To take full advantage of a specific hardware target, performance engineers need to gain control on compilers in order to leverage their domain knowledge about the program and hardware. Yet, modern compilers are poorly controlled, usually by configuring a sequence of coarse-grained monolithic black-box passes, or by means of predefined compiler annotations/pragmas. These can be effective, but often do not let users precisely optimize their varying compute loads. As a consequence, performance engineers have to resort to implementing custom passes for a specific optimization heuristic, requiring compiler engineering expert knowledge. In this paper, we present a technique that provides fine-grained control of general-purpose compilers by introducing the Transform dialect, a controllable IR-based transformation system implemented in MLIR. The Transform dialect empowers performance engineers to optimize their various compute loads by composing and reusing existing - but currently hidden - compiler features without the need to implement new passes or even rebuilding the compiler. We demonstrate in five case studies that the Transform dialect enables precise, safe composition of compiler transformations and allows for straightforward integration with state-of-the-art search methods.

Figures (11)

• Figure 1: A Transform script performing code hoisting, loop splitting, tiling, and unrolling is defined (a) and used to transform the initial payload IR (b) to the transformed IR (c). The operations associated with specific handles are colored similarly.

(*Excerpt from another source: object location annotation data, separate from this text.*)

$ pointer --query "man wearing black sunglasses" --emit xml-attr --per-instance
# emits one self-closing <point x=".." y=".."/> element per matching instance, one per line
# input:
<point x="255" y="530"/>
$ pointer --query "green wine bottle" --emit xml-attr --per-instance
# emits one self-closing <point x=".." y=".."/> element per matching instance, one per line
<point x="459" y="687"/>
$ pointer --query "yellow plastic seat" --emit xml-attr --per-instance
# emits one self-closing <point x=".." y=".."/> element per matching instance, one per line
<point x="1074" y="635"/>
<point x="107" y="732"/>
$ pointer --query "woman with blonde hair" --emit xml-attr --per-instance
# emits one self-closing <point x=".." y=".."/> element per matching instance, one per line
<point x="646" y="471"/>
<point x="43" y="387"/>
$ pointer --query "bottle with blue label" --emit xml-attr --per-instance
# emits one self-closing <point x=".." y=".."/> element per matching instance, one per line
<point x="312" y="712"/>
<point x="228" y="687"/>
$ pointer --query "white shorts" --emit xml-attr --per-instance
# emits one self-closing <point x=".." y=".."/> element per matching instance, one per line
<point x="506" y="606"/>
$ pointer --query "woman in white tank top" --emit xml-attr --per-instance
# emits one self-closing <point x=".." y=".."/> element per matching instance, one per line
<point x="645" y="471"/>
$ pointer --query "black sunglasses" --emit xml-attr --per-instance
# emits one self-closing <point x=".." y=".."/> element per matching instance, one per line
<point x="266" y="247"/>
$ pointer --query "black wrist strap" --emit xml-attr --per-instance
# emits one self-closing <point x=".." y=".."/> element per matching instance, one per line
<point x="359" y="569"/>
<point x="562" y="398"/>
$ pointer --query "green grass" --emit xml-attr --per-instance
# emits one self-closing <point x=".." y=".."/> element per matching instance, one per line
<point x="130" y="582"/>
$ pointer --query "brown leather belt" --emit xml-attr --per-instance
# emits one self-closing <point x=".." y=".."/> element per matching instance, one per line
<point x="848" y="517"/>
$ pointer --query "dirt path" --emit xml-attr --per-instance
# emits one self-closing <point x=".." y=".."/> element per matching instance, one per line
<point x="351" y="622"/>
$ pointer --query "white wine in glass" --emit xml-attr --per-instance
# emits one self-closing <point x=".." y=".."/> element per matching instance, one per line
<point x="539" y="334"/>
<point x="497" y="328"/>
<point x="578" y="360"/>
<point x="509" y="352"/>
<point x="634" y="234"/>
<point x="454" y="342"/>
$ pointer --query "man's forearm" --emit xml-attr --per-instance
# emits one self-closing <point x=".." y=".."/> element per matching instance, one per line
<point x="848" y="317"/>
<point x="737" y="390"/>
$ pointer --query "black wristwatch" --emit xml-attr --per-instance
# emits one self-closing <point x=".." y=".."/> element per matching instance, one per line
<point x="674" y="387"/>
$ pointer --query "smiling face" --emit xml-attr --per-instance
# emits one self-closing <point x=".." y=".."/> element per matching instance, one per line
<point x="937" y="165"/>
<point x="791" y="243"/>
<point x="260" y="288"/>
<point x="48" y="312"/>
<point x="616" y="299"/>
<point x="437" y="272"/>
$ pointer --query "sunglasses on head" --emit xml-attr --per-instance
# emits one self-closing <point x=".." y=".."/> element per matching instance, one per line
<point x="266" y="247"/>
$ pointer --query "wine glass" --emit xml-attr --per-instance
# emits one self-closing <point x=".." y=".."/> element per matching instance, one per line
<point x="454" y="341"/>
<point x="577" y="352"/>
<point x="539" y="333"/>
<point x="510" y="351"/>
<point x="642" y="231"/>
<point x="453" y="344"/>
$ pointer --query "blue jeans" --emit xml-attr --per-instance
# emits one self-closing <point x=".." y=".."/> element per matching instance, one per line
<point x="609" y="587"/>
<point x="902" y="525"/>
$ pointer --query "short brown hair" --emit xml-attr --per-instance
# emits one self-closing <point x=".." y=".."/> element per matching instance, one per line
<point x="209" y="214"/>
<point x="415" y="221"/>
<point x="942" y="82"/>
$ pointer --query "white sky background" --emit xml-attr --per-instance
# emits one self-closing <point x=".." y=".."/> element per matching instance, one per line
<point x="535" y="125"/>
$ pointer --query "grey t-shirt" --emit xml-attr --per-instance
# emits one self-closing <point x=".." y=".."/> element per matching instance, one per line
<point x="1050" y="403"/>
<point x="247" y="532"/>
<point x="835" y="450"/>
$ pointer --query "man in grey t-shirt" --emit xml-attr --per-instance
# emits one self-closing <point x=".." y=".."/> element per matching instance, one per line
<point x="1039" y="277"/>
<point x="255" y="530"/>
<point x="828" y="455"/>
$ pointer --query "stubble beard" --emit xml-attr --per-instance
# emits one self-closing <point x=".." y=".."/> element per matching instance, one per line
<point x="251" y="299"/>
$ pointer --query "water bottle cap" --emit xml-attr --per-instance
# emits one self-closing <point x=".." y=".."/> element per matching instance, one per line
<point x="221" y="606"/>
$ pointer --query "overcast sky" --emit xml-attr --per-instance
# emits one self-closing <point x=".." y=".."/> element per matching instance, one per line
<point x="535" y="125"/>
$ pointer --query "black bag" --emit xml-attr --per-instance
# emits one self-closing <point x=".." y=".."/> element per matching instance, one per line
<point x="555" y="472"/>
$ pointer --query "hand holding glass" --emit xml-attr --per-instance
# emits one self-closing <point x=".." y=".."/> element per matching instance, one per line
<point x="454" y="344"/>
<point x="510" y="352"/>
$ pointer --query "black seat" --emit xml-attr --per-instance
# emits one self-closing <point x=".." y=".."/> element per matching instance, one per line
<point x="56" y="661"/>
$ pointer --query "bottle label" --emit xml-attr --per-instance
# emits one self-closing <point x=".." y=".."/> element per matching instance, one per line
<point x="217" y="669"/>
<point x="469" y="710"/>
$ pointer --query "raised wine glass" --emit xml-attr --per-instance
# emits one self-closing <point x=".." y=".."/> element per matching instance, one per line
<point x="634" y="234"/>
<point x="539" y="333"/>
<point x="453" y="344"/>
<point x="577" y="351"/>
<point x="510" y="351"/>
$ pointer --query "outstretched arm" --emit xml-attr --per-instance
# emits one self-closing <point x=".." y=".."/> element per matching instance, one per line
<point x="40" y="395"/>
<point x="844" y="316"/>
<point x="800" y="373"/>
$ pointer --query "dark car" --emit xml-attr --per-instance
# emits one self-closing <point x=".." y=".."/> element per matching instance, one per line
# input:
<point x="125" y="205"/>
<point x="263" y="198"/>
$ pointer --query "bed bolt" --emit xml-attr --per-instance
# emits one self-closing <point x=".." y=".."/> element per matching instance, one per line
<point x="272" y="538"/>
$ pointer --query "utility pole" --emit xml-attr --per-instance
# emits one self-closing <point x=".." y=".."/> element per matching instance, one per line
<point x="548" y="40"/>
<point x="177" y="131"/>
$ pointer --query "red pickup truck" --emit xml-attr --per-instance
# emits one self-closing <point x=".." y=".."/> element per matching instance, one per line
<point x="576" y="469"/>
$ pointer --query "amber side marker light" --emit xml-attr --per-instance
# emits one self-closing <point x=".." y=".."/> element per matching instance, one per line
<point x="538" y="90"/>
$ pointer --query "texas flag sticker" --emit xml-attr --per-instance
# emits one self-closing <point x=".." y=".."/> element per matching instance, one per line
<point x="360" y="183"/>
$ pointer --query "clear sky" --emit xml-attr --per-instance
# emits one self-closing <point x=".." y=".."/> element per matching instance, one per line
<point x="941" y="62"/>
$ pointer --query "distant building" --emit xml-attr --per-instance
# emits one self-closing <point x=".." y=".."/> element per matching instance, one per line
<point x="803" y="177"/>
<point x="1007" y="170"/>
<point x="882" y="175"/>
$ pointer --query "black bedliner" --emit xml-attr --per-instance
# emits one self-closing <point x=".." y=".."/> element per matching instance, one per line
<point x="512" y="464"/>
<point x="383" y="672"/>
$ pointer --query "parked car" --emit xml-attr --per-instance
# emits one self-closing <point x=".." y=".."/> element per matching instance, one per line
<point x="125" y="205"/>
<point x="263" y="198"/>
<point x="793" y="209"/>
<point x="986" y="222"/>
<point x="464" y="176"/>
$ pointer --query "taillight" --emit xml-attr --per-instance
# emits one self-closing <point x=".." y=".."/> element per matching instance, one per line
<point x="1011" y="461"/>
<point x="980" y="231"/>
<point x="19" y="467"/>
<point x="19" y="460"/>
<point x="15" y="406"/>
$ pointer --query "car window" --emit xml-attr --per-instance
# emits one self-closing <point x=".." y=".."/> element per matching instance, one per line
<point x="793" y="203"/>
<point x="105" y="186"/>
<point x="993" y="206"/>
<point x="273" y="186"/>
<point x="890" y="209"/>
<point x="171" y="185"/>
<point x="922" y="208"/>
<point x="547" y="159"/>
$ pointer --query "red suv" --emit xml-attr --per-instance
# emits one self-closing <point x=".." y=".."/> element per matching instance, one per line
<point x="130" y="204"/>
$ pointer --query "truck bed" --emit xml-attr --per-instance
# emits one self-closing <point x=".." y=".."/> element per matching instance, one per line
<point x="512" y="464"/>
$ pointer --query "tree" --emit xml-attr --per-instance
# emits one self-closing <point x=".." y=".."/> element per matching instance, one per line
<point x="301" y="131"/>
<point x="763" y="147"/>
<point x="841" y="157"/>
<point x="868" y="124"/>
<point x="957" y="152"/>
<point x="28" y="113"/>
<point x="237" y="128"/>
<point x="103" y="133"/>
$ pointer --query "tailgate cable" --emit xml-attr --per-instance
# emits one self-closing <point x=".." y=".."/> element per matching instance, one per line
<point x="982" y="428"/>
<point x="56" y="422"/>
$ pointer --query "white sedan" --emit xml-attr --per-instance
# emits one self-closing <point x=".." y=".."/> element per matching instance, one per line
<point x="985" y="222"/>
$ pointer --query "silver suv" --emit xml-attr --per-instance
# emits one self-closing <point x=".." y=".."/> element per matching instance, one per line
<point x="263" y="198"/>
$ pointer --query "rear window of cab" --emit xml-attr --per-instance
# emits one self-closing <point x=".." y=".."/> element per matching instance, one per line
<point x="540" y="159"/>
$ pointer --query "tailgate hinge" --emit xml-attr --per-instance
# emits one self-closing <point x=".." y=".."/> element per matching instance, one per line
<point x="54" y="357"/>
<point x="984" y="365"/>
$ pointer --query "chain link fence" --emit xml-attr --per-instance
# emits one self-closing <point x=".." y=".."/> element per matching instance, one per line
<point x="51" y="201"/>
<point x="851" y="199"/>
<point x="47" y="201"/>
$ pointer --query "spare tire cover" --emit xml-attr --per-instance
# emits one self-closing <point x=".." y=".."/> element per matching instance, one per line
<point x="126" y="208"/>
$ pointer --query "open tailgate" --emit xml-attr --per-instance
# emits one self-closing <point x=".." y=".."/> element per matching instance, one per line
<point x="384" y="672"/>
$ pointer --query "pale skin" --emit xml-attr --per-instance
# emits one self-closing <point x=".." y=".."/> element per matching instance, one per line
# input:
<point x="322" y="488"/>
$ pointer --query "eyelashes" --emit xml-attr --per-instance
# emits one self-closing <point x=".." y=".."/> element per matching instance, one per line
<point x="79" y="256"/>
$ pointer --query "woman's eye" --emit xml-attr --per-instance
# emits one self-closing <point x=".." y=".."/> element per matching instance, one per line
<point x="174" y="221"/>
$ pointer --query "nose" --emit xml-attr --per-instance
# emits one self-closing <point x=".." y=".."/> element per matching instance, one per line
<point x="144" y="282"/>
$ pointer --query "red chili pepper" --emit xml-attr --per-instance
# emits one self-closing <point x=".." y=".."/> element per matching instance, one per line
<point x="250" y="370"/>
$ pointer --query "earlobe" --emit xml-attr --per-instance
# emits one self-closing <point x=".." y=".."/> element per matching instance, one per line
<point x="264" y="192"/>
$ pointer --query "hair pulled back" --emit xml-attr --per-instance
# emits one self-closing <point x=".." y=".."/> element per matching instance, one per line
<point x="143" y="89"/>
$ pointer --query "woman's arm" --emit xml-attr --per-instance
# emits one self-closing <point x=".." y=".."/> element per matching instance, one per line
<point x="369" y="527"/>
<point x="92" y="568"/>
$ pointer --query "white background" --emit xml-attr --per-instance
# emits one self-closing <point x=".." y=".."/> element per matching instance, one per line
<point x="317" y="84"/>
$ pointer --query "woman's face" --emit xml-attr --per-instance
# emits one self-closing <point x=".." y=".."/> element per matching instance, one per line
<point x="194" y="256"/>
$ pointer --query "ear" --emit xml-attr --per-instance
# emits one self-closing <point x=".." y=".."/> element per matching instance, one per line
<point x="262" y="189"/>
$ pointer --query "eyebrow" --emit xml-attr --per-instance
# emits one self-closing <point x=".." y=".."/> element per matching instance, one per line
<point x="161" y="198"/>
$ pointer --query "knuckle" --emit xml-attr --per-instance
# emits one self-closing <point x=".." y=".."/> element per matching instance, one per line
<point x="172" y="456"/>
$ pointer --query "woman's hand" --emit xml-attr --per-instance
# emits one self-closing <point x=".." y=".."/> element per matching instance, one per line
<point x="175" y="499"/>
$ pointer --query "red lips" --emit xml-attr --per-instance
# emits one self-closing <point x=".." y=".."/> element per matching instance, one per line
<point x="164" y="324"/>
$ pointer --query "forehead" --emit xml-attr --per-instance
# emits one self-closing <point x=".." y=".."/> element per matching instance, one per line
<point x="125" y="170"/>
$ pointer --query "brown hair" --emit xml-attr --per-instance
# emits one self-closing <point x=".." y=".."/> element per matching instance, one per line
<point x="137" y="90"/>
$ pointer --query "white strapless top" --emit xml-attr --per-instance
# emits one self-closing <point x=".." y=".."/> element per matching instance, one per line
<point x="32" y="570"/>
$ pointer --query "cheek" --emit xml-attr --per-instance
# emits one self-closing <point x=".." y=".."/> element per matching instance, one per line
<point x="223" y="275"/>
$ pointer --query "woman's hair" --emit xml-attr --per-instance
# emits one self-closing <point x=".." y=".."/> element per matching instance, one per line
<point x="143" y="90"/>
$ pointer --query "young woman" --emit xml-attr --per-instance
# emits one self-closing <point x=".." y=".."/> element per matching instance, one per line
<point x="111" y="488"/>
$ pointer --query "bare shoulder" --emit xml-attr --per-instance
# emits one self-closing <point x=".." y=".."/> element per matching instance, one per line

• Figure 2: Pre-/post-conditions of convert_scf_to_cf declare which kinds of payload operations are consumed and removed (all operations from the scf dialect), and which new operations are introduced by this transform (the operations listed explicitly in lines 2 and 3).
• Figure 3: IRDL definition of the memref.subview operation. Highlighted parts are added in a copy of definition that expresses the post-condition of the transform.expand_strided_metadata transformation.
• Figure 4: constraints on input and output handles of transform.expand_strided_metadata
• Figure 5: Three alternative options for when to perform the automatic differentiation transformation. We use a transform to introspect the pipeline and automatically infer the appropriate transformation option.